Dáil debates

Wednesday, 5 December 2012

Financial Resolutions 2013 - Budget Statement 2013

 

4:50 pm

Photo of Catherine MurphyCatherine Murphy (Kildare North, Independent) | Oireachtas source

The focus of attention by media and individuals will be on the detail of the budget and how it will impact on people. However, to understand why cuts and increased taxes are being imposed we need to consider the big picture. The big picture is the astronomical cost of servicing the debt. Some of that debt was legitimately built up but other elements were imposed on us as a result of the bailout. We are paying slightly over €8 billion in interest. A bailout gives the impression that we are getting something and it will be something positive, but in fact it is a very expensive loan to pay for dead banks and to pay back bondholders. It pays for things we should never have incurred in the first place. For that our EU partners call us "special".

Both Government parties promised to renegotiate the debt and free up money for a stimulus. We were going to get a strategic investment that was to create tens of thousands of jobs.

If I remember rightly, the target was 100,000 jobs. There are jobs initiatives in this budget which are welcome but they will have a tiny impact on the level of unemployment. The reduction of three months in respect of jobseekers' payments makes me wonder what people are paying PRSI for, yet lower income workers are being drawn into that system. We are getting more TUS schemes when what we want is more jobs.

In its manifesto, Fine Gael told us that it was not going to impose a property tax because it would impose a tax on people who are income poor and asset rich, mainly elderly people. It spoke about people in negative equity who are most affected by this budget and this tax. A property tax takes little account of ability to pay. The value of the home may be considered without any consideration of the level of debt attached to it. People who have paid stamp duty and development contributions now see a facility in the budget for someone to buy the house next door for half the price being exempted because he or she is a first-time buyer. That will create significant resentment. I do not believe it is about first-time buyers. Rather, it is about the property market first and foremost.

There is a trend here that we saw before. It seems that this will be a slush fund for the Minister for the Environment and Local Government to shore up a dysfunctional local government system that delivers a tiny range of services. If we look at some European systems, we can see that everything from child care to policing to leisure facilities is paid for by property or poll taxes or rates. The inequitable distribution of the fund has been a feature for decades and I have no confidence that this will change in centralised environment. Other charges will be imposed, such as those for water and waste water. People are paying for the maintenance of roads through their motor tax and paying bin charges. What will they get for paying this property tax? It is a valid question for people to ask. We must remember that the reason for this is an decrease of just over 40% in the income of local authorities since 2009. This has been taken from the local authorities to pay back this significant debt.

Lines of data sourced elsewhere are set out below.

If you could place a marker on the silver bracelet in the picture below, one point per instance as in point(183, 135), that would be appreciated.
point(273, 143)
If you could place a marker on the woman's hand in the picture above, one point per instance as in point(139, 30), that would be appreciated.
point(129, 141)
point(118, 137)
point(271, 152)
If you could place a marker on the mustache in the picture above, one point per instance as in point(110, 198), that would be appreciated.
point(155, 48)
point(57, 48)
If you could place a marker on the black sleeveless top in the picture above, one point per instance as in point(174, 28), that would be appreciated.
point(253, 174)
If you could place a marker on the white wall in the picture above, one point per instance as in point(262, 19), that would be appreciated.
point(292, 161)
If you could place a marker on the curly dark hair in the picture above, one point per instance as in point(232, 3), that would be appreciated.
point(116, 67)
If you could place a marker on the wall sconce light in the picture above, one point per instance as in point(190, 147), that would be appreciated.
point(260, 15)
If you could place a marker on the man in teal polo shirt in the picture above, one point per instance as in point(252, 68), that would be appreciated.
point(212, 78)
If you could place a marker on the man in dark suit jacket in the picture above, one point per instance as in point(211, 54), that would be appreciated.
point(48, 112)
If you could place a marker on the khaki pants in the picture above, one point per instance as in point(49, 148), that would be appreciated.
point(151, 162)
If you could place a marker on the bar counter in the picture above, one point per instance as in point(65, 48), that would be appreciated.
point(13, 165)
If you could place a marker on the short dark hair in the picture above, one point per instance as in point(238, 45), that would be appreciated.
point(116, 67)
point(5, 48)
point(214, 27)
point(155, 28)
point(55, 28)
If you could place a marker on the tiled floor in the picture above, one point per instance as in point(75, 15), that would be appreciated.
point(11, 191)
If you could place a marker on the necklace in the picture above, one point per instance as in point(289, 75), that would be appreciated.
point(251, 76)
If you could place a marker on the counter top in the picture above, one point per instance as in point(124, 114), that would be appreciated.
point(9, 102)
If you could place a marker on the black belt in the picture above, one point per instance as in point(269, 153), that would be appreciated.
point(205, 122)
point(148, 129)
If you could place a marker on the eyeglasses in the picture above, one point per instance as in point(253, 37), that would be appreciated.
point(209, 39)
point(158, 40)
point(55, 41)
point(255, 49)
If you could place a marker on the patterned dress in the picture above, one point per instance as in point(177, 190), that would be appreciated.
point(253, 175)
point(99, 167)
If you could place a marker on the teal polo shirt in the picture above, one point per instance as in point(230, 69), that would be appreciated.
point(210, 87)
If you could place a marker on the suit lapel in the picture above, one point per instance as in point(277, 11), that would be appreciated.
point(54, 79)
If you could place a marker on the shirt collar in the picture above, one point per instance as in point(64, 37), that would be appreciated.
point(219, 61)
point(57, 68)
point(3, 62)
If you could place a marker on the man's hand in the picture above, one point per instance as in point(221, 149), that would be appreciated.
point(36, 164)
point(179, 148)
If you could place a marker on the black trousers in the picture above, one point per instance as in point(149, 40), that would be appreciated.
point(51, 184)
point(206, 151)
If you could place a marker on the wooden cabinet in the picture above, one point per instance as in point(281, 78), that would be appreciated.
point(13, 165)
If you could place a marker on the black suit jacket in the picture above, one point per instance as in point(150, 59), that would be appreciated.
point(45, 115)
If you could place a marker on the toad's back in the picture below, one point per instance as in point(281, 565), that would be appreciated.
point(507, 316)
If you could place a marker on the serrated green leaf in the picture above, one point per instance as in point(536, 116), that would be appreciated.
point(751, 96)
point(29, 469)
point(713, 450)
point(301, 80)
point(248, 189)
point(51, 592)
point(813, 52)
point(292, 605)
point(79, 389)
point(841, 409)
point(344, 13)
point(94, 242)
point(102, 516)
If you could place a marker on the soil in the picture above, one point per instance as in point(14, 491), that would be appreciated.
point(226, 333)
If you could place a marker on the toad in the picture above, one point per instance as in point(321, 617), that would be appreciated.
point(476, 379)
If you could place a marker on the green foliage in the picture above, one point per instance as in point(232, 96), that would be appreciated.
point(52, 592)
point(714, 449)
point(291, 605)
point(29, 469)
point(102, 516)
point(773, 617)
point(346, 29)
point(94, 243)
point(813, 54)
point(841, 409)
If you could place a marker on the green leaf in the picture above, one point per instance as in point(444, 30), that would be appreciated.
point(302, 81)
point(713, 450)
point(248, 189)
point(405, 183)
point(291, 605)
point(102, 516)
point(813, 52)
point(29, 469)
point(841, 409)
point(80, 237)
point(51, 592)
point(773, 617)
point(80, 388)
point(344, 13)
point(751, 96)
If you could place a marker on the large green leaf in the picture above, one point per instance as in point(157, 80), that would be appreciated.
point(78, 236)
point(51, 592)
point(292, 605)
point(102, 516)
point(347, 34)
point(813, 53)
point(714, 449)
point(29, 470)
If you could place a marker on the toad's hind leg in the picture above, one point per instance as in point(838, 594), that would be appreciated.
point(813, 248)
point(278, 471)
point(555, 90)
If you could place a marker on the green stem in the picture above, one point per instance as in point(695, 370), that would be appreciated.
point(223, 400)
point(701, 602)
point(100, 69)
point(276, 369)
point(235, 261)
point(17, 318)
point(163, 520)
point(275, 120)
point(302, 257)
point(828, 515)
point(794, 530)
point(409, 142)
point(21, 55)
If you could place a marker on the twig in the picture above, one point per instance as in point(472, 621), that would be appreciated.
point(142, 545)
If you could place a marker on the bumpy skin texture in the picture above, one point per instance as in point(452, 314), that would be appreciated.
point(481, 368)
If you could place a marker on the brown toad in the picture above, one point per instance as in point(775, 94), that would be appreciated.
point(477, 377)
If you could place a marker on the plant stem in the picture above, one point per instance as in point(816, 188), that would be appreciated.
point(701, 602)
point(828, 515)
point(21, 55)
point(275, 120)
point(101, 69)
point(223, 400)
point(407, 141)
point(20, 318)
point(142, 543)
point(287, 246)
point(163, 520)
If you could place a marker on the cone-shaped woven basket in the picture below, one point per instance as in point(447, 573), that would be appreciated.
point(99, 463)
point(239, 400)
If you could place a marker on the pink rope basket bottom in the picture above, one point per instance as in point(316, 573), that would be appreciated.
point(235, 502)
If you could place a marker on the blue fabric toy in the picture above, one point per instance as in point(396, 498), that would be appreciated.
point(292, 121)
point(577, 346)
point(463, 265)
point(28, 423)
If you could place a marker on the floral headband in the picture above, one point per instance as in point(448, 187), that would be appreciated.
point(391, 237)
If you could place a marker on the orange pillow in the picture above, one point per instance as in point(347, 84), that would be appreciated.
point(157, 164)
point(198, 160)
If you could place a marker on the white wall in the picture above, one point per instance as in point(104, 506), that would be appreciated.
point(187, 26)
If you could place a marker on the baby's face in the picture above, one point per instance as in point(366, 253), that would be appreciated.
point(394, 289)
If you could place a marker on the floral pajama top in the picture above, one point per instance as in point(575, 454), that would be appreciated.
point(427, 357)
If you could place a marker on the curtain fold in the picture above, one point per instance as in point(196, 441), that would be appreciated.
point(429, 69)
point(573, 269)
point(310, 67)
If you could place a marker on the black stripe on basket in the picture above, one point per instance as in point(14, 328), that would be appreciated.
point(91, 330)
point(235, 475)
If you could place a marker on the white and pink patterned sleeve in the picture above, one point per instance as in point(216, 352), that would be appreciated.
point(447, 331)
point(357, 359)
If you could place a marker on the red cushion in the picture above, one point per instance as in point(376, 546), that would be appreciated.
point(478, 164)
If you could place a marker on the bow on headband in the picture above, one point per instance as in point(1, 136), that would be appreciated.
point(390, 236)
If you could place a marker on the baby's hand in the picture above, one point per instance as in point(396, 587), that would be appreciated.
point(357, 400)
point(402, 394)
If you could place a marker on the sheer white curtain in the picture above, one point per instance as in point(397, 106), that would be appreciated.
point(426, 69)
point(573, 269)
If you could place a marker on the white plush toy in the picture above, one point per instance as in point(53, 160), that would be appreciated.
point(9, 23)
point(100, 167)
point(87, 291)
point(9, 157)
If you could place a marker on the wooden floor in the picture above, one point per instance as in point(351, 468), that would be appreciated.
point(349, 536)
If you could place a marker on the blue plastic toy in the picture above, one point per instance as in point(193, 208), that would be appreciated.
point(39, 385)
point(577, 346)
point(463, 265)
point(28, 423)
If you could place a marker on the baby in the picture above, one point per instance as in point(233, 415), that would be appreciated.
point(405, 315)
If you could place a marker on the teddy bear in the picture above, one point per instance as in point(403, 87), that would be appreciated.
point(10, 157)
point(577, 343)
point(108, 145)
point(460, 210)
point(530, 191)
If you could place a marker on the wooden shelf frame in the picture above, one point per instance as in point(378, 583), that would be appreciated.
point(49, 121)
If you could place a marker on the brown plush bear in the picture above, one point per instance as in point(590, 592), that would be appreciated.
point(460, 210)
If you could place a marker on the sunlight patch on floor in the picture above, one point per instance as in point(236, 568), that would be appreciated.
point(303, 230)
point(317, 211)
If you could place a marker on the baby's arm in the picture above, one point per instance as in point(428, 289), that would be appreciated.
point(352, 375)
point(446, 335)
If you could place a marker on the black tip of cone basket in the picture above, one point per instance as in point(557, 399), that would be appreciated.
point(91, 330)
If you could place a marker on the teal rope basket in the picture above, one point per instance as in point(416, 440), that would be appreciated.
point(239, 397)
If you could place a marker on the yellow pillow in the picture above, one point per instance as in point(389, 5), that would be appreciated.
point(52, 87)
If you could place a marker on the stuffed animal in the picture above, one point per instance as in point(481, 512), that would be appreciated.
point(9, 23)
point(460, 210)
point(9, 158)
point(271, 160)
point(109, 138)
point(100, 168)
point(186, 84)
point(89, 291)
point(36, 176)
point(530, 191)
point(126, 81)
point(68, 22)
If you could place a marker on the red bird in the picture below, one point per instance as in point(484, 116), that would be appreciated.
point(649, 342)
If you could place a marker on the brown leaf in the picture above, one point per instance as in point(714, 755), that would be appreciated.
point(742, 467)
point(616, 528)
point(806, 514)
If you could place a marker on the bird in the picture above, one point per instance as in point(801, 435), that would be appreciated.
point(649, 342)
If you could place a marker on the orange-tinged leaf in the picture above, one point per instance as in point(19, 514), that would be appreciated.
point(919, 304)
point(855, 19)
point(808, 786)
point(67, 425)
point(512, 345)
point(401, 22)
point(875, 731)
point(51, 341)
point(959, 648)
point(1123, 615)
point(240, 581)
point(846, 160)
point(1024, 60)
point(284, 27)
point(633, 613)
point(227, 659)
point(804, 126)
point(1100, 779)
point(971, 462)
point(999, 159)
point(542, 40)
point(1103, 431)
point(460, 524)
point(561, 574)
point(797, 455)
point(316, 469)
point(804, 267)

The silo-by-silo based approach to the budget ignores the cumulative effect of its impact. This includes the imposition of a property tax, cuts to child benefit, increases in the cost of solid fuel, the fact that people will no longer be exempt from paying PRSI on the first €127 of their weekly income, the now annual increase in third level registration fees and the increase in the monthly threshold for the drug repayments scheme from €132 to €144 per month. Some families pay this every month. If one pays this every month, that comes to €1,700 per year, which is a very sizeable amount. The cumulative effect is affecting possibly the same households with all those measures having a major impact on them. People are already struggling and the cumulative effect of this will in some cases take the food off people's tables. Some are just about keeping the roof over their heads. I am very concerned that the level of personal debt has not been considered in this context.

I welcome the vouching system for political expenses which should have gone further. Had the leader's allowance provided to Independents been at the level it is now and the other allowances reduced to that level, it would have generated savings to the Exchequer of €1.197 million. The travel and accommodation allowance should have been tackled. I do not believe the Houses of the Oireachtas Commission is the appropriate body to oversee any kind of review. It should be an independent review as the commission is not representative and the process is not transparent and not good enough.